Our booth was busy, but in the few moments that I wasn’t attending to the curious crowds, I snuck off to check out what the other booths were offering and their messaging. I engaged with the reps from various destinations to discuss destination branding. To my great surprise, the majority of the people I spoke with had a one-dimensional approach to promoting their client. Whether it was Fiji, Malta, Hungary, Quebec or even Louisiana, the imagery, messaging, tagline and value proposition all derived from a single central campaign. Regardless of target audience, geographic location of a campaign or general knowledge of the destination, all touch points were consistent from market to market. At the end of the day, the campaigns were just translated to the local market.
Taiwan knew the show’s target audience well and succeeded in capturing attention.
This seems like a dangerous approach to take. You aren’t going to sell a country, a city or an island the same way in one market as you would in another. Too many factors are to be considered — distance from the target audience, historical relationship between the countries, variety of offerings, competitors and general knowledge or public perception of the destination.
Look no further than our client, Tenerife. In Europe, the perception of the island is more attuned to that of sun, beaches, weekend party getaways and the only warm place in the EU during those cold winter months. It is correspondingly marketed that way, as it should be. However, in the United States, Tenerife is somewhat of an unknown location. If we were to promote those same features, we would be competing directly with much closer destinations such as Mexico, the Caribbean or even Florida. To stay relevant in the competitive market, we decided to highlight the amazing adventures available on the island other than sitting in the sun. This is where our real value proposition and differentiation exists.
The Carnival dancers at our Tenerife booth brought some life to the show.

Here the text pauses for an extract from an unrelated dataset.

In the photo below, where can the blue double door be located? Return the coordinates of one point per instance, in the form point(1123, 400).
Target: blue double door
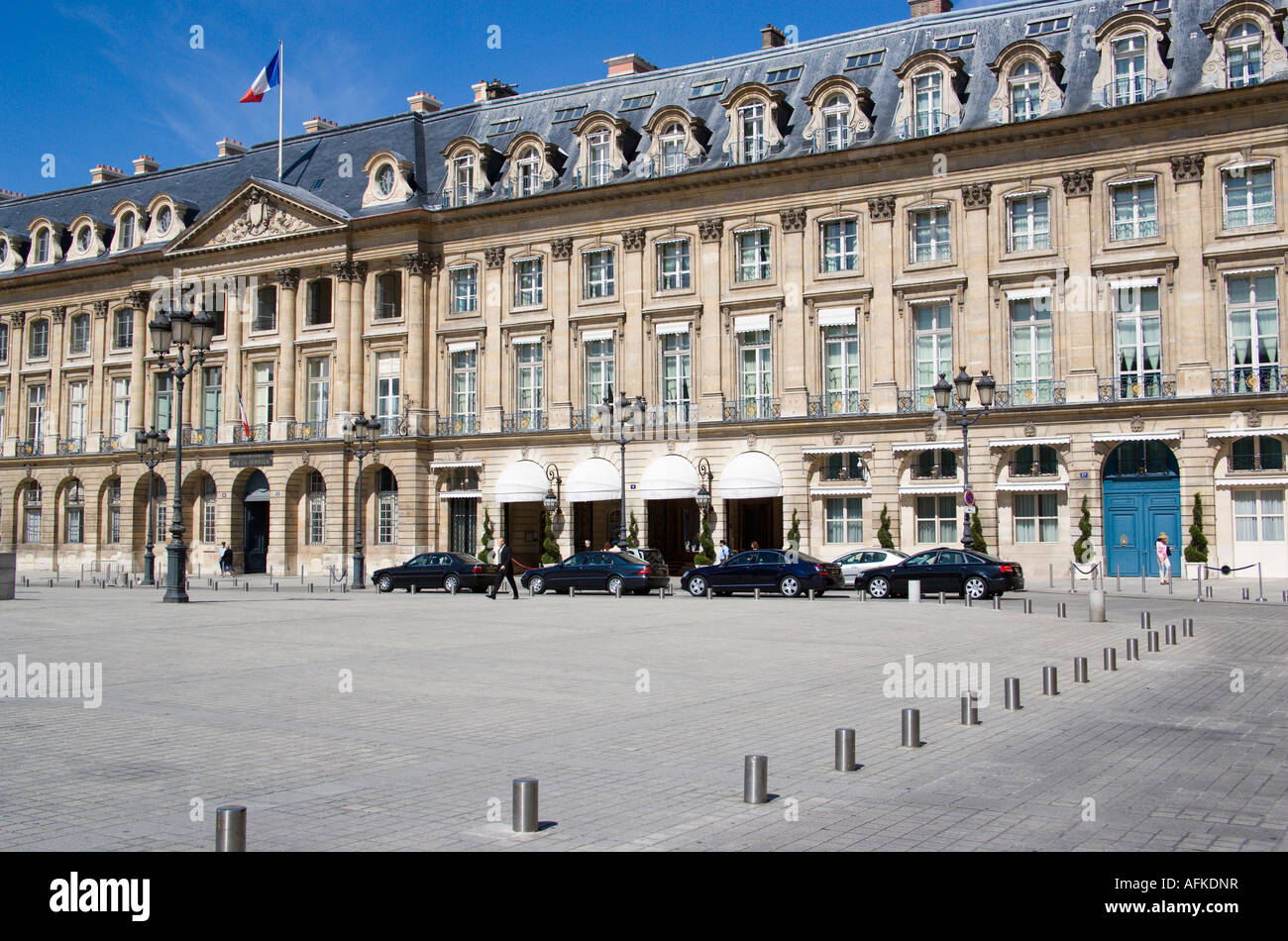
point(1136, 510)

The Adventure On campaign encompasses this very strategy. We didn’t just translate a European campaign into English for the US market. We adapted and innovated it to provide a more geo-targeted campaign. Now with cross-generational travel being so prevalent, people are looking for vacations that every member of their family can enjoy regardless of age. Our premise is that every person’s idea of an adventure can vary, but, with the assortment of things to do on Tenerife, there really is something for everyone. Do you like rock climbing or mountain biking? What about golf? Are you curious about wine made from grapes grown in volcanic soil? What about Michelin star restaurants? Prefer to go whale or bird watching? We have all of that and more. But if we just had told you about the sun maybe you would have never wanted to go to Tenerife.